EC2 Instances: Standard Linux/Windows troubleshooting applies. Ensure your EC2 instance type has sufficient RAM and that OS-level limits (e.g., ulimit) are appropriately configured, especially for high-traffic applications.
ECS/EKS Containers: Container resource limits (CPU, memory) are critical. A memory leak within a container can cause the container to be OOM-killed by the orchestrator. Socket exhaustion within a container can affect the container’s ability to communicate, and potentially impact the host if not properly contained.
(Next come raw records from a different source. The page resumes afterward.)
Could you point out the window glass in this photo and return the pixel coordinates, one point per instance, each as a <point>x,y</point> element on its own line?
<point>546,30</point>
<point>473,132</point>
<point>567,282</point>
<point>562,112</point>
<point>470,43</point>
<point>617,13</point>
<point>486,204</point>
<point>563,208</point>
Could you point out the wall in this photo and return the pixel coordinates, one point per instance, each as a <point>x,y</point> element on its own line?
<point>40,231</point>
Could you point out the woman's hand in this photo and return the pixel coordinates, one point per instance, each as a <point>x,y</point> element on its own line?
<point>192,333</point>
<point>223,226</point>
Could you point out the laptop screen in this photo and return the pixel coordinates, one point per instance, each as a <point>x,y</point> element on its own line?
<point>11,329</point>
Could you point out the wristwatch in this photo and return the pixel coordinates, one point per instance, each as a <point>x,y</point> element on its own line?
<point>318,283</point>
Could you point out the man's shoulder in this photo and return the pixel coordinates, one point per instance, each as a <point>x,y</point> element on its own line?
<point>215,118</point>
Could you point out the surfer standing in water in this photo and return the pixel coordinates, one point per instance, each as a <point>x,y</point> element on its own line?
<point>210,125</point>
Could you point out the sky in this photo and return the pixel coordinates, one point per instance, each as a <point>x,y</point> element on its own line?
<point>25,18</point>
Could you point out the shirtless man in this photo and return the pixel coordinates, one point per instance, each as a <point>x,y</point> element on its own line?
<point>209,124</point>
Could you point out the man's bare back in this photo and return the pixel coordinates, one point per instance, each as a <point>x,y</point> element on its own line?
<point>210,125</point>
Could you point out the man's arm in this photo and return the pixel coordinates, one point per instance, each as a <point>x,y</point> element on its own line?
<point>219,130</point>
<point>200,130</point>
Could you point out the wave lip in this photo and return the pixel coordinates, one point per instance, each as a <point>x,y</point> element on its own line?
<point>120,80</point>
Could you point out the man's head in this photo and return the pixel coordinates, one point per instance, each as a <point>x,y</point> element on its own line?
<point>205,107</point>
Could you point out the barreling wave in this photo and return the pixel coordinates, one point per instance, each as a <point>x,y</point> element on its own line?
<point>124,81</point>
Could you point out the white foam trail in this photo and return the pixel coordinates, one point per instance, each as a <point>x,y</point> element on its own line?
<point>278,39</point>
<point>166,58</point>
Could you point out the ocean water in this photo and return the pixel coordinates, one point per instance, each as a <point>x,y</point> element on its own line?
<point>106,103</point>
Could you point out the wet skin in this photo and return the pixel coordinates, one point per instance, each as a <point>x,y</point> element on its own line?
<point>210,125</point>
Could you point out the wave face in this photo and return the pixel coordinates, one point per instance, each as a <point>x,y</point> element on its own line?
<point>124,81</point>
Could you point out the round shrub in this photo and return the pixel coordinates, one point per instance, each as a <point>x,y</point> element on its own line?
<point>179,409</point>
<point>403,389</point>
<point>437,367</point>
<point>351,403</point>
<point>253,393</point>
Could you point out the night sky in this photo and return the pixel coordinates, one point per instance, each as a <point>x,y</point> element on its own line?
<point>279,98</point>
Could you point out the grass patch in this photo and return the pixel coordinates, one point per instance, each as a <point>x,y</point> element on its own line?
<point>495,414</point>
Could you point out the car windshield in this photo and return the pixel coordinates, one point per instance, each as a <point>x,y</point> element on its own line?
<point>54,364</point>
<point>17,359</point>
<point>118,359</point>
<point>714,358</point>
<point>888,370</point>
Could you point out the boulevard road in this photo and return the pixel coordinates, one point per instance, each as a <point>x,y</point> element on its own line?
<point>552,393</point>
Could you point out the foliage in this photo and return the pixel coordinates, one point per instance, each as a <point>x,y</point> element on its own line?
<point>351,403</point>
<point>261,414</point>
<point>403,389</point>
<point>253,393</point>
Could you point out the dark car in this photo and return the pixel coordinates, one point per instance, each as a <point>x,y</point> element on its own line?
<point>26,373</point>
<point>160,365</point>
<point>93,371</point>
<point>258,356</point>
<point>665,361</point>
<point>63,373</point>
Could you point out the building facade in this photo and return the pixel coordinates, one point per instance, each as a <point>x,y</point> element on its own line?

Monitor container metrics via CloudWatch Container Insights.
Network Configuration: Security Groups and Network ACLs can indirectly affect socket behavior by dropping packets, but they typically don’t cause leaks themselves unless your application logic incorrectly retries connections indefinitely upon transient network errors.

Resolution Strategies

Once the root cause is identified:

Memory Leaks:
- Fix the code: Ensure all allocated memory is freed, objects are garbage collected, and resources like file handles or network connections are closed.
- Review data structures: Avoid unbounded growth of collections. Implement pagination, caching with eviction policies, or periodic pruning.
- Use language-specific memory management tools and best practices.
Socket Exhaustion:
- Fix the code: Ensure all opened sockets are explicitly closed, especially in error handling paths. Use try-finally blocks or context managers (like Python’s with statement) to guarantee cleanup.
- Increase limits: If legitimate usage requires more file descriptors, adjust ulimit settings for the daemon’s user or system-wide limits (/etc/security/limits.conf, /proc/sys/fs/file-max). For containers, this might involve adjusting the container runtime configuration or orchestrator settings.
- Connection pooling: For outgoing connections, use connection pooling to reuse existing connections rather than opening new ones for every request.
- Tune keep-alive settings: For incoming connections, ensure appropriate keep-alive timeouts are set to close idle connections.

Regularly review your application’s resource consumption and implement robust monitoring and alerting to catch these issues before they impact production systems.